2. To the extent that the enactment of such a law increased the expectation of future legislative brinksmanship surrounding these non-debt obligations, such a law might actually increase credit risk.
On the debt limit, state loudly and repeatedly a simple principle: We will pay our bills on time and we will cut future spending. Rather than being against a debt limit increase unless it also cuts spending, say that you’re for a debt limit increase that also cuts spending. You’re the legislative branch, you control what’s in the law. Act as leaders doing the right thing, rather than as rebels trying to block President Obama and Congressional Democratic spenders from doing the wrong thing. Agree with the President that we must pay our bills, and politely smile and say “And we’re going to cut spending, too.” Make him argue against cutting spending, rather than giving him the opportunity to attack you for risking financial disaster.
There are other elements of the strategy that he lays out that would be very constructive, e.g.:
Propose specific entitlement spending cuts to substitute for the sequester cuts you don’t like (presumably in defense). On this one sit and wait for Democratic nondefense appropriators to panic. You won’t have to wait long.
This would be an opportunity for House Republicans to rally around the Domenici-Rivlin Medicare reform proposal. This also ties into the next element of Keith’s strategy:
Publicly state your willingness to agree to (and vote for) a longer-term debt limit increase as soon as the President is willing to cut spending a lot or at least to commit to a credible long-term fiscal path. If he won’t, state that you will repeat step 3 as often as needed.

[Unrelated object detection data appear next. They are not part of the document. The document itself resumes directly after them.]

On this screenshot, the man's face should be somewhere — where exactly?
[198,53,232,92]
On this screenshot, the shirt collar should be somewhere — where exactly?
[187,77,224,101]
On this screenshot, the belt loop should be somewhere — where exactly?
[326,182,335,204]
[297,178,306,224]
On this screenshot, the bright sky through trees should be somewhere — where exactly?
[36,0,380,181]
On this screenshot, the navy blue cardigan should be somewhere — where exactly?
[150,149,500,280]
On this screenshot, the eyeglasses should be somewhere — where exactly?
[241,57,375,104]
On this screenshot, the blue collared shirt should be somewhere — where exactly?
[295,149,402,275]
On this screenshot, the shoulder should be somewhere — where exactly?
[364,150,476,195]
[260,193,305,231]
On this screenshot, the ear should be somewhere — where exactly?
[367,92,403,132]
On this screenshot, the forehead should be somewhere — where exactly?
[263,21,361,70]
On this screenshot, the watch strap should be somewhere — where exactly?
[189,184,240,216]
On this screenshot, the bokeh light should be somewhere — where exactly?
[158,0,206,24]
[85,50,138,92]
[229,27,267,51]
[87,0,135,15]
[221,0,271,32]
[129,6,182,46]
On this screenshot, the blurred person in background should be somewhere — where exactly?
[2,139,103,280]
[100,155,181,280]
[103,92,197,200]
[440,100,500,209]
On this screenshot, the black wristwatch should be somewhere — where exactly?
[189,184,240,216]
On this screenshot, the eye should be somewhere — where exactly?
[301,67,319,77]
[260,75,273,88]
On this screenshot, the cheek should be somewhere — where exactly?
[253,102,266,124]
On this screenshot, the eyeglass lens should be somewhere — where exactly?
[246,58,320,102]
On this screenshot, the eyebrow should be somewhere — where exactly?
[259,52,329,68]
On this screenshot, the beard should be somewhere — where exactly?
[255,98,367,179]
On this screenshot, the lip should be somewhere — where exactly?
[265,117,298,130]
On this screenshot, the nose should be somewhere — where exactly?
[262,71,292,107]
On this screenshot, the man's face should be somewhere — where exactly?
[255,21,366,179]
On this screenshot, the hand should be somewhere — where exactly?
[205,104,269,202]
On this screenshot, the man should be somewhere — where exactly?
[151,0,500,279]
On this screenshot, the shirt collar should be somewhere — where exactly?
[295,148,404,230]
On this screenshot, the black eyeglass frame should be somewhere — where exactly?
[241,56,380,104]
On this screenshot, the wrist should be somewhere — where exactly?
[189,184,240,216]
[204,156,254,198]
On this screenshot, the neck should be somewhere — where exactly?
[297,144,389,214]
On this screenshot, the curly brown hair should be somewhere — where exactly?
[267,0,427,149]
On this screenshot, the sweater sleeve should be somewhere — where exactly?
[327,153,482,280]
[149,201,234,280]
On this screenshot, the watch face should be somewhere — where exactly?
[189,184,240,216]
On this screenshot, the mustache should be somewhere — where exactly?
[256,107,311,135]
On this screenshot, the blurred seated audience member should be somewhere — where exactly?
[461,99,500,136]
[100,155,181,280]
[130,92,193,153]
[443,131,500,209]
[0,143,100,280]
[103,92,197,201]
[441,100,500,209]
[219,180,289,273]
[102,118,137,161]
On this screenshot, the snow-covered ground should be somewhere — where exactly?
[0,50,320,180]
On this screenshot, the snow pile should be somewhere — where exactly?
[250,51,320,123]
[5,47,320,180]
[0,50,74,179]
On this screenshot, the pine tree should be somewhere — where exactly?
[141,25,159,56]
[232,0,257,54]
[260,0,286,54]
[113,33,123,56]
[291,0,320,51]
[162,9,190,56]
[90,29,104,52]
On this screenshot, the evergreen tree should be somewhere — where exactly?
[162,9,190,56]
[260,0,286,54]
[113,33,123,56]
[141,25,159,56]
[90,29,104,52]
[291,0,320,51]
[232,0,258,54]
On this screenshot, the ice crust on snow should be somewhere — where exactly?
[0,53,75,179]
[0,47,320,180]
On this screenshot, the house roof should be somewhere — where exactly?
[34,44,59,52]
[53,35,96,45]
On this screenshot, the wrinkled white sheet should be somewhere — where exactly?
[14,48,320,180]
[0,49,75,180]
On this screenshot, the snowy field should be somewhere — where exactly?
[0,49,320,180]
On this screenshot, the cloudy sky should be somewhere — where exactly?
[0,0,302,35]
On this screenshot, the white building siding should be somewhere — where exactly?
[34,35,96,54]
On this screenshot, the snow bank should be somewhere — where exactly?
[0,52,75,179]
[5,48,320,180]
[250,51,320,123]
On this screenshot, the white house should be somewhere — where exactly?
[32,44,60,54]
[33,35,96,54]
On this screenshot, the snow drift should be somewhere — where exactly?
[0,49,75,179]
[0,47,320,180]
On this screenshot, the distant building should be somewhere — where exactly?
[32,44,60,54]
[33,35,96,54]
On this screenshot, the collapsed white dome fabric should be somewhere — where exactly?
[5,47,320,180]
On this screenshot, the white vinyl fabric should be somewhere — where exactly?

Recall that the Domenici-Rivlin Protect Medicare Act is projected to save between $3-5.4 trillion between if implemented in 2016 between now and 2042, depending on the baseline.
I am an outlier on the debt limit question. My view is that the sequester and the continuing resolution give House Republicans the leverage they need to press the president onto a more credible long-term fiscal path, and that a fight over the debt limit, or rather a series of fights over the debt limit, will ultimately do more harm to the cause of fiscal sustainability than good. Fundamentally, I think we need to pivot away from legislative brinksmanship and towards a growth agenda. The sooner conservatives in Congress can do that the better.